Architecture

An Art Museum Inspired By the Fields That Surround It

The new Manetti Shrem Art Museum at UC Davis reflects the landscape and history.

The patchwork of fields splayed out over California’s Central Valley was the inspiration for UC Davis’s Manetti Shrem Art Museum, opening this month after two years of construction. Behind its design is the Brooklyn-based firm SO-IL. It’s rare that a commission would have as much breathing room as the Shrem’s, a project that caught SO-IL’s attention with a contest back in 2012. The contractor, Whiting-Turner, along with Bohlin Cywinski Jackson, a more established firm with offices in California, completed the team. It wasn’t long before passersby in the valley could see the structure’s sweeping aluminum canopy take shape, hovering above the landscape.

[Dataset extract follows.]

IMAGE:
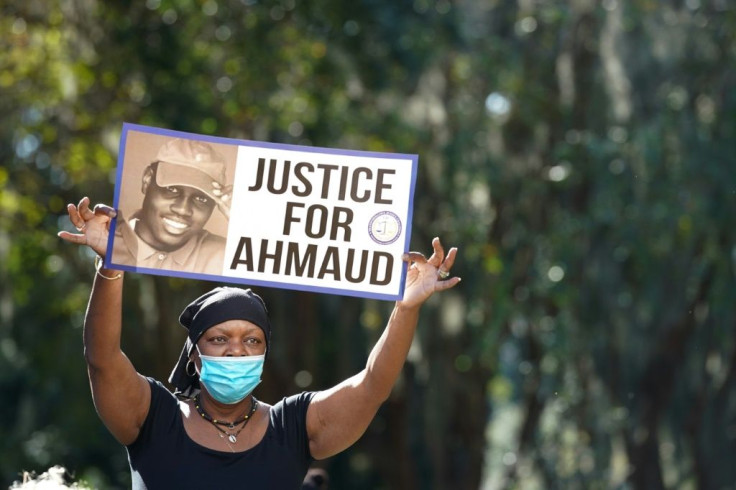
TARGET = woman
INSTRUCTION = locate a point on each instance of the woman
(217, 435)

Today, it contains the art museum, as well as classrooms, workshops, and exhibition spaces. Perforations in the canopy—arranged in a grid that echoes the surrounding terrain—allow shifting rectangular patterns of light to shed on a plaza out front. “The light and shadow enhance the sense of place, the notion of being part of the environment,” says SO-IL partner Florian Idenburg. “It’s a clear space on campus for students to enjoy.” Adding to this, the building’s outermost walls slate floor-to-ceiling stretches of glass between slabs of textured concrete. The effect, overall, is meant to evoke the open-minded spirit of the art department’s beginnings in the 1960s. It instituted a multidisciplinary approach from the start—an especially notable move at the time, considering the school was best known for its agriculture program.